Department of Community Health Sciences, Boston University School of Public Health, Boston, Massachusetts, USA
Harvard University John F Kennedy School of Government, Cambridge, Massachusetts, USA.
Inj Prev. 2022 Jun;28(3):249-255. doi: 10.1136/injuryprev-2021-044412. Epub 2021 Dec 7.
Demolishing abandoned buildings has been found to reduce nearby firearm violence. However, these effects might vary within cities and across time scales. We aimed to identify potential moderators of the effects of demolitions on firearm violence using a novel approach that combined machine learning and aerial imagery.

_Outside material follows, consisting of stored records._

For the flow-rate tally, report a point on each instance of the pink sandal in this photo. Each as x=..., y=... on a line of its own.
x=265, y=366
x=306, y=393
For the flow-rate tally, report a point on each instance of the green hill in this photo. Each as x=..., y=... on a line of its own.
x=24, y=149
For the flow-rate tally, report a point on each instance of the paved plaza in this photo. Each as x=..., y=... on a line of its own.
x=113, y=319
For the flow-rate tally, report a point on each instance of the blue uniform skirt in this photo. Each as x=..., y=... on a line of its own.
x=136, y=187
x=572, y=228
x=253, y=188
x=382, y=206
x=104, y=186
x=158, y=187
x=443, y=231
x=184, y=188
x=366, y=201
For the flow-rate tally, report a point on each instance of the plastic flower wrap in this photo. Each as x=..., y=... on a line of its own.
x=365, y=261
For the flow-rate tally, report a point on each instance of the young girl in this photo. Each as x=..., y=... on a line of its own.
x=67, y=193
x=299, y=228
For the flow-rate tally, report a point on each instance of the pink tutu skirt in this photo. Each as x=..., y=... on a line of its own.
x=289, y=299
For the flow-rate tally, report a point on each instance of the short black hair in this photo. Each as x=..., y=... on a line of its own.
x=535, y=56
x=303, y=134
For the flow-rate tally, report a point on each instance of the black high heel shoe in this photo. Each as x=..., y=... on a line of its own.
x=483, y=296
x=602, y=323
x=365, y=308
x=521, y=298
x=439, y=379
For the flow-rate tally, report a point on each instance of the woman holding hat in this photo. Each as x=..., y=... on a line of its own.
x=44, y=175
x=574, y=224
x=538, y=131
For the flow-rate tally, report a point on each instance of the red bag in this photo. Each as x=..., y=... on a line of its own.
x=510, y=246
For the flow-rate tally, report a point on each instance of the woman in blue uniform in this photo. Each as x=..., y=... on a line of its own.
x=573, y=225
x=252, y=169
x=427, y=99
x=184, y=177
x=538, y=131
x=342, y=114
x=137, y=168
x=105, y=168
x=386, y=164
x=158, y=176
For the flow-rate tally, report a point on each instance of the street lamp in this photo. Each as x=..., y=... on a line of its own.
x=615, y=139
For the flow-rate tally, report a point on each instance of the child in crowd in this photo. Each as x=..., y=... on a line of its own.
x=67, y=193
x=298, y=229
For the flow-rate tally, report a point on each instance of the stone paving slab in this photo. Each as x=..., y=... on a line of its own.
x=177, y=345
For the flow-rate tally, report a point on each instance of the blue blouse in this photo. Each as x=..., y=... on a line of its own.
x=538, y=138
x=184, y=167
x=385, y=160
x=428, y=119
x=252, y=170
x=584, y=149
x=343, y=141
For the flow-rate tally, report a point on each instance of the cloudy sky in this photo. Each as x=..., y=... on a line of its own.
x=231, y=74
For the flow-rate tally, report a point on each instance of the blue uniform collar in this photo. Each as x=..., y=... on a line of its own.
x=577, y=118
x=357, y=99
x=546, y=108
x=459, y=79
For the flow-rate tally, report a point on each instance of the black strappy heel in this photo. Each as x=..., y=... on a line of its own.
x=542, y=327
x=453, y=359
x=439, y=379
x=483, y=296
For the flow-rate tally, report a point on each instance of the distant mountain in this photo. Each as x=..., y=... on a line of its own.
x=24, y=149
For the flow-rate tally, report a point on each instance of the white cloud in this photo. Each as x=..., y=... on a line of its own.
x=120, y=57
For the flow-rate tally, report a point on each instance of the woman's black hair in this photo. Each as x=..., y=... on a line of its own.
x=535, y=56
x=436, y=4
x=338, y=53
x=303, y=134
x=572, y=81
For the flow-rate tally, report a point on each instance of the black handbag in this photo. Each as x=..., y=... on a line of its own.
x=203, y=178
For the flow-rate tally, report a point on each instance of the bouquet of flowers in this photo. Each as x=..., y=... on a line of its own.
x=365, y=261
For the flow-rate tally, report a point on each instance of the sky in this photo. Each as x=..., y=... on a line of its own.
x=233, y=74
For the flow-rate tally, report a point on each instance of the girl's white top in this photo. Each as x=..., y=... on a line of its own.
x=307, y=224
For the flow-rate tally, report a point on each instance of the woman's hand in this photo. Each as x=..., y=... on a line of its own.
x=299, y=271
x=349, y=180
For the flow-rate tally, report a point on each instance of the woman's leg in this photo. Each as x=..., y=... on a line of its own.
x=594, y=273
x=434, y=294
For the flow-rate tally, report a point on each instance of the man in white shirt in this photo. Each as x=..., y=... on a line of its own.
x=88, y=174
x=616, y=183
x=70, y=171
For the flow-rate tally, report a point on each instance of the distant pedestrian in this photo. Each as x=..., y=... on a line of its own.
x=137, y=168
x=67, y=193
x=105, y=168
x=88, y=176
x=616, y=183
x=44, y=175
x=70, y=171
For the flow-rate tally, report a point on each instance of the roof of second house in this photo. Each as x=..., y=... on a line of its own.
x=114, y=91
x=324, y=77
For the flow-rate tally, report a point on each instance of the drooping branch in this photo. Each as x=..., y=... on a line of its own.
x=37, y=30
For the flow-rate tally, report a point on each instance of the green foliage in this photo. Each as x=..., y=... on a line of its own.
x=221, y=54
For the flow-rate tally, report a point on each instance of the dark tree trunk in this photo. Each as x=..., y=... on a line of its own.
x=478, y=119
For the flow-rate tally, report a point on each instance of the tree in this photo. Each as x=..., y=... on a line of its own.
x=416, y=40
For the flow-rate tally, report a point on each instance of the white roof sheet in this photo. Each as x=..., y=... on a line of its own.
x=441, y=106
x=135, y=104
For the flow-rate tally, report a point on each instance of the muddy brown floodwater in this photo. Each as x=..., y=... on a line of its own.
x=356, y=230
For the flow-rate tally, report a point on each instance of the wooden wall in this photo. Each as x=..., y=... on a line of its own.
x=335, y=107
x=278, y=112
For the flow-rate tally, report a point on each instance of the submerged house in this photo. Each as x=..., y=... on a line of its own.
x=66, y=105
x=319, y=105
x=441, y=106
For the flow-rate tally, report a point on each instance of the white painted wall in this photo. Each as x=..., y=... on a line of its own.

Outcomes were annual counts of fatal and non-fatal shootings in Rochester, New York, from 2000 to 2020. Treatment was demolitions conducted from 2009 to 2019. Units of analysis were 152×152 m grid squares. We used a difference-in-differences approach to test effects: (A) the year after each demolition and (B) as demolitions accumulated over time. As moderators, we used a built environment typology generated by extracting information from aerial imagery using convolutional neural networks, a deep learning approach, combined with -means clustering. We stratified our main models by built environment cluster to test for moderation.
One demolition was associated with a 14% shootings reduction (incident rate ratio (IRR)=0.86, 95% CI 0.83 to 0.90, p<0.001) the following year. Demolitions were also associated with a long-term, 2% reduction in shootings per year for each cumulative demolition (IRR=0.98, 95% CI 0.95 to 1.00, p=0.02). In the stratified models, densely built areas with higher street connectivity displayed following-year effects, but not long-term effects. Areas with lower density and larger parcels displayed long-term effects but not following-year effects.
The built environment might influence the magnitude and duration of the effects of demolitions on firearm violence. Policymakers may consider complementary programmes to help sustain these effects in high-density areas.
拆除废弃建筑物已被证明可以减少附近的枪支暴力。然而,这些效果可能在城市内部和时间尺度上有所不同。我们旨在使用一种结合机器学习和航空图像的新方法,确定拆除对枪支暴力影响的潜在调节因素。
结果是 2000 年至 2020 年期间纽约罗切斯特市的致命和非致命枪击事件的年发生率。治疗是 2009 年至 2019 年期间进行的拆除。分析单位是 152×152m 的网格方块。我们使用差异中的差异方法来检验效果:(A)每次拆除后的当年和(B)随着时间的推移拆除的积累。作为调节因素,我们使用从航空图像中提取信息的卷积神经网络生成的建筑环境类型学,这是一种深度学习方法,结合 -means 聚类。我们对主要模型进行了分层,以检验调节作用。
一次拆除与次年枪击事件减少 14%有关(发病率比 (IRR)=0.86,95%CI 0.83 至 0.90,p<0.001)。拆除还与每年每累计拆除减少 2%的枪击事件有关(IRR=0.98,95%CI 0.95 至 1.00,p=0.02)。在分层模型中,街道连通性较高的密集建筑区域显示出次年效应,但没有长期效应。密度较低和面积较大的区域显示出长期效应,但没有次年效应。
建筑环境可能会影响拆除对枪支暴力影响的大小和持续时间。政策制定者可能会考虑补充方案,以帮助在高密度地区维持这些效果。